Alekos Petroulas Αλέκος Πέτρουλας

No. 14 – Megaridis
- Position: Power forward / center
- League: Greek B League

Personal information
- Born: June 2, 1978 (age 47) Athens, Greece
- Nationality: Greek
- Listed height: 6 ft 7.5 in (2.02 m)
- Listed weight: 235 lb (107 kg)

Career information
- Playing career: 1997–present

Career history
- 1997–1998: Esperos Kallitheas
- 1999–2000: Peristeri
- 2000–2004: Ilysiakos
- 2004–2006: Makedonikos
- 2006–2010: Panellinios
- 2010–2013: Peristeri
- 2013–2014: Psychiko
- 2014–2015: Aetos
- 2015–2016: Peristeri
- 2016–2017: Panelefsiniakos
- 2018–present: Megaridis

= Alekos Petroulas =

Greek basketball player

Alexandros "Alekos" Petroulas (Greek: Αλέξανδρος "Αλέκος" Πέτρουλας; born June 2, 1978) is a Greek professional basketball player.
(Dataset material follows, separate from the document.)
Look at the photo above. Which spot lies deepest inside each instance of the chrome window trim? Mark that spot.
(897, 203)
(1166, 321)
At a height of 2.02 m tall, he can play at both the power forward and center positions.

==Professional career==
During his professional club career, Petroulas has played with some of the following Greek clubs: Esperos Kallitheas, Peristeri, Ilysiakos, Makedonikos, Panellinios, Psychiko, Aetos, and Panelefsiniakos.